Home > RAVEN > parseTaskList.m

parseTaskList

PURPOSE ^

parseTaskList

SYNOPSIS ^

function taskStruct=parseTaskList(inputFile)

DESCRIPTION ^

 parseTaskList
   Parses a task list file.

   inputFile       a task list in Excel format. The file must contain a
                   sheet named TASKS, which in turn may contain the
                   following column headers (note, all rows starting with
                   a non-empty cell are removed. The first row after that
                   is considered the headers):
                   ID 
                       the only required header. Each task must have a
                       unique id (string or numeric).
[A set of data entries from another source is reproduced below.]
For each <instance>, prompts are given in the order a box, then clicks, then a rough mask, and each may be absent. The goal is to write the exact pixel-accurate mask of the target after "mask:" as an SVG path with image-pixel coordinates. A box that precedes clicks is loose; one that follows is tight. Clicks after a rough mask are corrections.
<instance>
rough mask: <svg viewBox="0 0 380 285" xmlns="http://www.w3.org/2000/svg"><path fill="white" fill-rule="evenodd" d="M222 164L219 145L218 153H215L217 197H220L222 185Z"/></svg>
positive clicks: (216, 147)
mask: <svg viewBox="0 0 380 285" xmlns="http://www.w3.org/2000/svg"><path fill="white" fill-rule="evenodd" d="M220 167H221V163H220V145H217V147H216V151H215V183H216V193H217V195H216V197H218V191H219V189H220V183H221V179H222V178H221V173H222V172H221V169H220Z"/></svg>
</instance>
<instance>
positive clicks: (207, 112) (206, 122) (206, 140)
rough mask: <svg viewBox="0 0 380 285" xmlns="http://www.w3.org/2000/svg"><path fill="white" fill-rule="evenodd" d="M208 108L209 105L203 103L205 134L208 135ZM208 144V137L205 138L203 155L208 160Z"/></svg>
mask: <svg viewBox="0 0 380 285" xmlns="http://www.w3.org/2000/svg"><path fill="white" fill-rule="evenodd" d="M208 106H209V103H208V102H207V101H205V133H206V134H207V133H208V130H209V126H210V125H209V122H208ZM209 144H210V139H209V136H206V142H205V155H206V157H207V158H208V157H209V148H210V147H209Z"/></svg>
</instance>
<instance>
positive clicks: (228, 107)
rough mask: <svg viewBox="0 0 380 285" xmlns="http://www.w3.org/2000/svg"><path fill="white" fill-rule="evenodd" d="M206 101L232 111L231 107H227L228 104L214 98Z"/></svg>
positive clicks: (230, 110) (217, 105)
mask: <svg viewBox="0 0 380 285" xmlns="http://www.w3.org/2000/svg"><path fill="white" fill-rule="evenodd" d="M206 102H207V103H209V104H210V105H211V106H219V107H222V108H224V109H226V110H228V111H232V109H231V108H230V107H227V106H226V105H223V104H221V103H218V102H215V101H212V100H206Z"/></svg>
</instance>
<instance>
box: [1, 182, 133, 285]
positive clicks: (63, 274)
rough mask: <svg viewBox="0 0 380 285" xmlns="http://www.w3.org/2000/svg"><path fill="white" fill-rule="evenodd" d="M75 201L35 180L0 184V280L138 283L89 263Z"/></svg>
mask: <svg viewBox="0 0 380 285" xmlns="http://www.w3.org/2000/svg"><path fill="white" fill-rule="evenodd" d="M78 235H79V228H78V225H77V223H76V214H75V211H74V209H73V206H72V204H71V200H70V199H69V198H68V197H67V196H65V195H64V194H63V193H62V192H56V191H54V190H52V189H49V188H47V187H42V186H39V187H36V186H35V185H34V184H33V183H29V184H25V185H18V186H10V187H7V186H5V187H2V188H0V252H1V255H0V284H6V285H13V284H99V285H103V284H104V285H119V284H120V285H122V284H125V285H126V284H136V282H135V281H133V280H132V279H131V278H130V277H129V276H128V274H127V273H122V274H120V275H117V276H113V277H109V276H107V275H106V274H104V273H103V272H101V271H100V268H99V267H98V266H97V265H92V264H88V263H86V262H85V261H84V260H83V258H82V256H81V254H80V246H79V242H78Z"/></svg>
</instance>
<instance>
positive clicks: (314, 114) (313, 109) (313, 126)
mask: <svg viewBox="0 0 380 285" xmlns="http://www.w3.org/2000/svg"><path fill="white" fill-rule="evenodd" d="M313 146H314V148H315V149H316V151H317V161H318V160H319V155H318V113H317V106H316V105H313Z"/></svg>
Tasks can span multiple
                       rows, only the first row in each task should have
                       an id
                   DESCRIPTION
                       description of the task
                   IN
                       allowed input(s) for the task. Metabolite names
                       should be on the form
                       "model.metName[model.comps]". Several inputs
                       can be delimited by ";". If so, then the same
                       bounds are used for all inputs. If that is not
                       wanted, then use several rows for the task
                   IN LB
                       lower bound for the uptake of the metabolites in
                       the row (opt, default 0 which corresponds to a
                       minimal uptake of 0 units)
                   IN UB
                       upper bound for the uptake of the metabolites in
                       the row (opt, default 1000 which corresponds to a
                       maximal uptake of 1000 units)
                   OUT
                       allowed output(s) for the task (see IN)
                   OUT LB
                       lower bound for the production of the metabolites in
                       the row (opt, default 0 which corresponds to a
                       minimal production of 0 units)
                   OUT UB
                       upper bound for the production of the metabolites in
                       the row (opt, default 1000 which corresponds to a
                       maximal production of 1000 units)
                   EQU
                       equation to add. The equation should be on the form
                       "0.4 A + 2 B <=> (or =>) C" and the metabolites
                       should be on the form
                       "model.metName[model.comps]" (opt)
                   EQU LB
                       lower bound for the equation (opt, default -1000
                       for reversible and 0 for irreversible)
                   EQU UB
                       upper bound for the equation (opt, default 1000)
                   CHANGED RXN
                       reaction ID for which to change the bounds for.
                       Several IDs can be delimited by ";". If so, 
                       then the same bounds are used for all reactions. If
                       that is not wanted, then use several rows for the task
                   CHANGED LB
                       lower bound for the reaction
                   CHANGED UB
                       upper bound for the reaction
                   SHOULD FAIL
                       true if the correct behavior of the model is to
                       not have a feasible solution given the constraints
                       (opt, default false)
                   PRINT FLUX
                       true if the function should print the corresponding
                       flux distribution for a task. Can be useful for
                       testing (opt, default false)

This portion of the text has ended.